Hot and humid means the garden and all vegetation is thriving. But while the forest vegetation looks after itself the garden needs a bit of help. Although the garden is nature's product, the plants we grow in it are not necessarily as nature designed them. They've had a little help from human agency in their cultivation. And they need to be babied, as it were, more than their natural-growth counterparts. So this afternoon, despite the steamy heat the pots were watered in the backyard and the front garden. We've so many garden pots and urns it takes awhile to get them all done.
And there were shrubs needing to be cut back again, as well as the foliage of some trees like the weeping mulberries, hanging down like fountains, obscuring the view of other parts of the garden and crying out for a bit of tidying-up. What really needed tidying was the brickwork, the walkways and the patios, full of fallen leaves from the magnolia, the cedar and the ornamental crabs.

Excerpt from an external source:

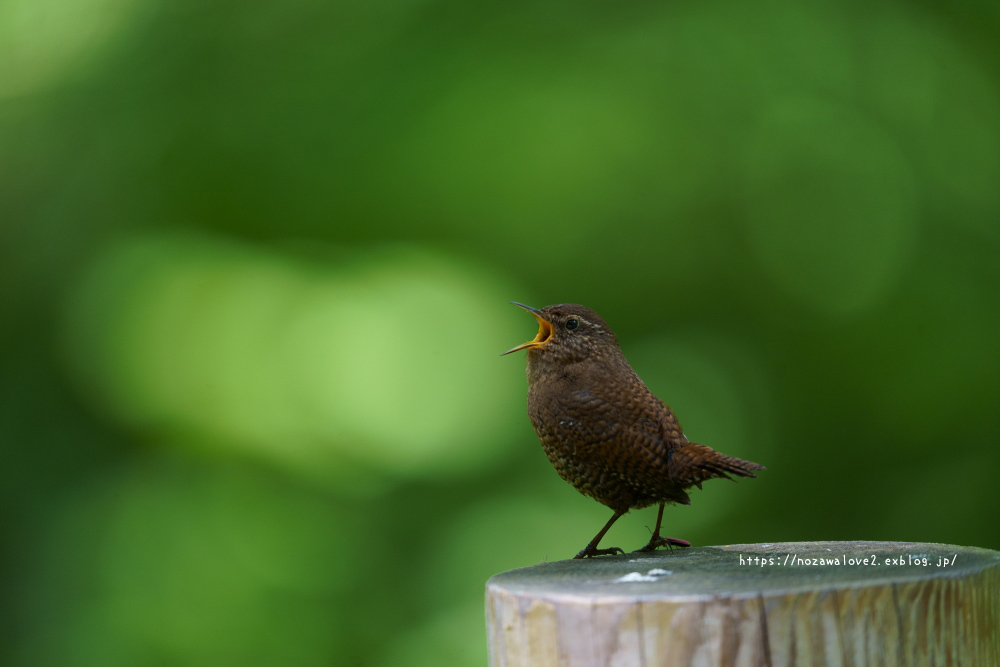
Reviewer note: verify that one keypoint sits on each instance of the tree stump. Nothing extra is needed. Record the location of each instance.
(794, 603)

They look fine, but they keep dropping leaves.
The street was quiet, no one at all out doing anything but me. Too hot for most people to want to be out. But I've got so much invested in the garden, it can't be neglected. I could see that some flowering plants were beginning to look a bit parched. Saturday is a kind of catch-up day, when I'm relieved of most housework, and I plan to do other things, and so I devote an hour or two to the garden.

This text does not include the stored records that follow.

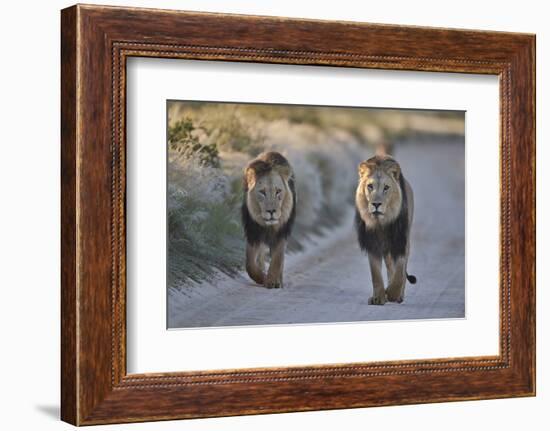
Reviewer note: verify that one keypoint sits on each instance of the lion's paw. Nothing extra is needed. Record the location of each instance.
(394, 296)
(377, 300)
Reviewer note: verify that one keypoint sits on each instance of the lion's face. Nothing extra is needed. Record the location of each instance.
(269, 199)
(378, 196)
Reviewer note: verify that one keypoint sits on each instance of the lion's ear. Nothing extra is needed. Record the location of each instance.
(249, 180)
(364, 169)
(393, 169)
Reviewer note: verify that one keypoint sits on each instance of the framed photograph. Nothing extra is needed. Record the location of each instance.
(262, 214)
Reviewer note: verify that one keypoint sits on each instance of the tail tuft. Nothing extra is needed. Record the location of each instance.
(411, 278)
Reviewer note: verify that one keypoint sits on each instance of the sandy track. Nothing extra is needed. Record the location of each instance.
(330, 282)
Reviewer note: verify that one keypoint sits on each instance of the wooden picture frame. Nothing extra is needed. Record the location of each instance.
(95, 43)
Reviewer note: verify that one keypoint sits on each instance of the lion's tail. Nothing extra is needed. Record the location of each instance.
(411, 278)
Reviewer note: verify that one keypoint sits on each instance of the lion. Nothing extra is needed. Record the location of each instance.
(384, 214)
(268, 214)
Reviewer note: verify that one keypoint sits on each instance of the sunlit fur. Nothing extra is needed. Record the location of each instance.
(384, 212)
(268, 213)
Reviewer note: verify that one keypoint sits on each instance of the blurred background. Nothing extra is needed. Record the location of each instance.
(209, 144)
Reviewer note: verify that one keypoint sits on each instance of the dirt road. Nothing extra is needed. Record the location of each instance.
(330, 281)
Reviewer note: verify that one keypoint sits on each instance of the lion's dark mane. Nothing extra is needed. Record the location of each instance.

Earlier I baked some chocolate cookies with butterscotch chips. I wanted to bake chocolate chip cookies, but found no packages in the pantry, which surprised me. Not a good day to put the oven on, but it doesn't take long to bake cookies. And it hardly matters how old our children are, the first thing they head for on entering the house is the cookie jar.
When I came back in from the garden, I gave Jackie and Jillie their afternoon vegetable salad that they clamour for, then I prepared a summer salad for us, with an assortment of beans and chopped vegetables. We'll have sandwiches tonight with the salad, corned beef on onion buns for a change, and fresh Ontario cherries for dessert.

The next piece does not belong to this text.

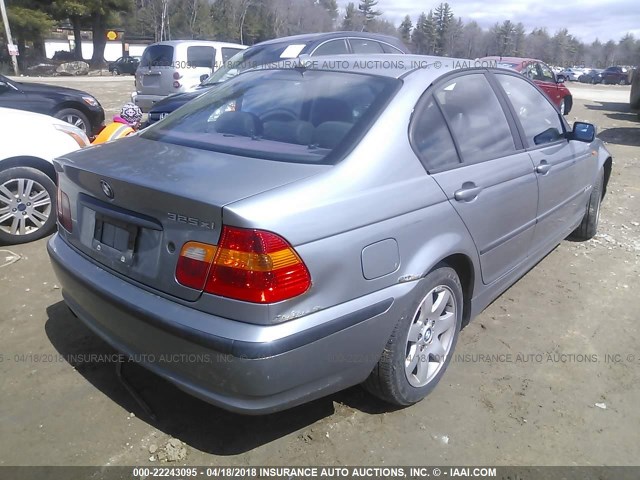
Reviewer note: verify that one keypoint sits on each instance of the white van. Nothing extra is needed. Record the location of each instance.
(176, 66)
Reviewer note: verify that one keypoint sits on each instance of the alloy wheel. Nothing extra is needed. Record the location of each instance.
(430, 336)
(25, 206)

We'd already been out early in the morning for our ravine walk, to avoid the heat of the afternoon. And it was hotter in the forest than usual, the buildup of heat from several days previous, in this current heat wave. We noticed that some vandals had pulled down part of the fencing where the bank above the creek is collapsing. The insubstantial wire fence installed a few months back to warn people against using an old trail perched on the bank, part of which had collapsed.
This time halfway though our ramble, we saw a good-sized garter snake hurriedly winding its way off the trail into the bracken of the forest floor. I wasn't fast enough to get a good snap of the fellow, but I did give it a try. Usually, they're content to just make it into the undergrowth without completely disappearing into the interior.
This one sought out the safety of putting as much space between Jackie and itself as possible. Could be his size, larger than others we've seen, but this was the first time I'd seen Jackie notice a snake, much less try to approach one.
Despite the fast-growing heat of the day, we took our time dawdling about here and there. Irving picking the odd berry for Jacki9e and Jillie, and me poised with my camera to snap photographs of wildflowers. The sunflowers are now beginning to bloom brightly, catching the bright warmth of the sun, comfortably established in areas beside the trail where the sun obviously does penetrate for enough of the day to encourage their growth there.
There was no end of dogs being walked through the forest, most of them eager to head down to the creek to cool off their paws, some dipping deep into the cooling water. The bridges fording the creek are always wet with dripping dog paws. One learns to create a reasonable space, if at all possible, between oneself and a dog emerging from the creek to avoid unwanted showers.